Other tyrosine kinase inhibitors (TKIs), like Gleevec (imatinib), will also threaten Iclusig directly in the CML indication with a superior reputation and cheaper pricing. And because there are only a few CML patients who cannot be prescribed competing TKIs, Iclusig is a last-ditch option for just a few select patients who could end up choosing palliative care instead.
It's hard to say how many total patients Iclusig could realistically target given its current prescription label, but based on recent sales figures it seems that the drug will only be used in a few hundred US patients per year. This really isn't enough to justify the company's current valuation.
Can Iclusig expand its prospects?
Ariad was making an attempt to turn Iclusig into a first-line CML drug with the infamous phase 3 EPIC trial, which was terminated in 2013 due to patient deaths and severe adverse events related to administration of Iclusig.
Because this was the trial that was supposed to make Iclusig into a blockbuster, it was a huge blow to investor morale when the trial (which was representative of Iclusig's chances in CML) fell apart last year.

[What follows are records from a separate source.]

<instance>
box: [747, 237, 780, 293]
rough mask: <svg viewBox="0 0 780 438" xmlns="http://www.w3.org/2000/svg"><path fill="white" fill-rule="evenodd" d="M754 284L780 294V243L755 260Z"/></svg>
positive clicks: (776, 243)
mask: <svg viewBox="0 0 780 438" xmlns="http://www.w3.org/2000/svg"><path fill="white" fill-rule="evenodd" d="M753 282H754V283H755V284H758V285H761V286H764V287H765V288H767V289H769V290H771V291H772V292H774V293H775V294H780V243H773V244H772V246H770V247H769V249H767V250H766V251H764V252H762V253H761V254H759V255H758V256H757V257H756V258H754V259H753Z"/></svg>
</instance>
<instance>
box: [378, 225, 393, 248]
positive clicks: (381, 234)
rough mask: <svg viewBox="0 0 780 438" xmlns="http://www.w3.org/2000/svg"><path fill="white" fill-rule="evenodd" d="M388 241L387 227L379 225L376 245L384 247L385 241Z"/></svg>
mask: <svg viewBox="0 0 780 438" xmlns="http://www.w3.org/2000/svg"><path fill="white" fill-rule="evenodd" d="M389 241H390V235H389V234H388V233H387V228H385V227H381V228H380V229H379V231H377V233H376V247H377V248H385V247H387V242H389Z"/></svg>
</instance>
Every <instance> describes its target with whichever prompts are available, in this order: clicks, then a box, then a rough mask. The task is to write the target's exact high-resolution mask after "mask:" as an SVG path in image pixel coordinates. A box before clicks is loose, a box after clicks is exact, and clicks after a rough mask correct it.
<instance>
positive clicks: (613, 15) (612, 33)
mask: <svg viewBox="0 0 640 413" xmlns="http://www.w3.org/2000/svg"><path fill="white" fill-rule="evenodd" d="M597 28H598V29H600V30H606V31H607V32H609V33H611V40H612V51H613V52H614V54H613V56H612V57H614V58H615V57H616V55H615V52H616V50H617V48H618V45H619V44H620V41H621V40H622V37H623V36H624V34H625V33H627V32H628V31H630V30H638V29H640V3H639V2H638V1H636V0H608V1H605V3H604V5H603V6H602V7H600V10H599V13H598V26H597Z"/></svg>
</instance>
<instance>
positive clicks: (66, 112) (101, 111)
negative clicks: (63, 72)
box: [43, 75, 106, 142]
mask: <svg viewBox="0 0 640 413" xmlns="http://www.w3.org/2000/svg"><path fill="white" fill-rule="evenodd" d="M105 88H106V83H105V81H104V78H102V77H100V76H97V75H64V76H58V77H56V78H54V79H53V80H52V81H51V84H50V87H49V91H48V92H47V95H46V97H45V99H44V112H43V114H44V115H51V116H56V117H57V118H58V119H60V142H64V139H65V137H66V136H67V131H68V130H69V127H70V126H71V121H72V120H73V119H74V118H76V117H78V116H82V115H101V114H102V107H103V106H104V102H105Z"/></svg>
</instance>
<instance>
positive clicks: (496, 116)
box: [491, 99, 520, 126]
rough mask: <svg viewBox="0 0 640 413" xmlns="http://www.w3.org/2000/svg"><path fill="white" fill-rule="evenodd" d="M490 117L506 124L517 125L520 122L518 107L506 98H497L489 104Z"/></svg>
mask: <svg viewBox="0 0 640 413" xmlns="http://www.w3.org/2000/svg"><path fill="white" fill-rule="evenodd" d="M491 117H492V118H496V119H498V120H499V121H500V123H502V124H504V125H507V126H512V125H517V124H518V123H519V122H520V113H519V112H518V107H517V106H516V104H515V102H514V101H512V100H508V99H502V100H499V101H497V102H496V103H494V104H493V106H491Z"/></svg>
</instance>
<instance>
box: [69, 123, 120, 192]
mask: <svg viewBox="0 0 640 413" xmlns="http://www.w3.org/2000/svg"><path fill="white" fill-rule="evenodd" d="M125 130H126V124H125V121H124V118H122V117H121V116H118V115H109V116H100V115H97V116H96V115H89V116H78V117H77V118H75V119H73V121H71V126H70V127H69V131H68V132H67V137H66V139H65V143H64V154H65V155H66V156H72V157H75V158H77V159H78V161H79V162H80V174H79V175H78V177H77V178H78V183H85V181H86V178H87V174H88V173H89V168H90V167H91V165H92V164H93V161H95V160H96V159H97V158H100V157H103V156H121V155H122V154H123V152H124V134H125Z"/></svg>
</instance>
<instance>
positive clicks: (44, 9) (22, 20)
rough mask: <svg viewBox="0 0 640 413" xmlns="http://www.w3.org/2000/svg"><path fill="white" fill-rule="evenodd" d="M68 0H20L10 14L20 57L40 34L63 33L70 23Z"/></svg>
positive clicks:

But as discouraging as it may have been, Ariad management is still keen on turning Iclusig into a viable option in other indications.
Knowing that its opportunities in CML are limited, Ariad is now developing Iclusig/ponatinib in a number of alternative oncology indications, including gastrointestinal stromal tumors, lung cancer, acute myeloid leukemia (AML) and medullary thyroid cancer (MTC). These programs are all in phase 2, and it's impossible to say whether or not they succeed given what little we know right now.
What we do know is that future trials for these alternative programs will hit Ariad's bottom line pretty hard throughout the next few years, since thousands of patients will have to be enrolled into upcoming phase 2/3 trials.
This aggressive effort to expand Iclusig/ponatinib increases the risk of Ariad as an investment, but it is necessary to give Ariad a chance at recovering lost ground.
What could go wrong? Plenty.
If Ariad continued to see high rates of Iclusig-induced serious adverse events and/or deaths among cancer patients in its new trials, the stock could be in serious trouble. Even if the FDA allowed Iclusig to stay on the market as a third-line CML drug with its current black box warning, we know that the company' wouldn't be able to generate enough money to sustain a financial valuation anywhere near $1 billion.
So basically, Iclusig needs to be developed for a myriad of new indications while simultaneously fixing its reputation as a dangerous drug. That won't be easy, and there is simply too much that could go wrong -- I'd prefer to stay away.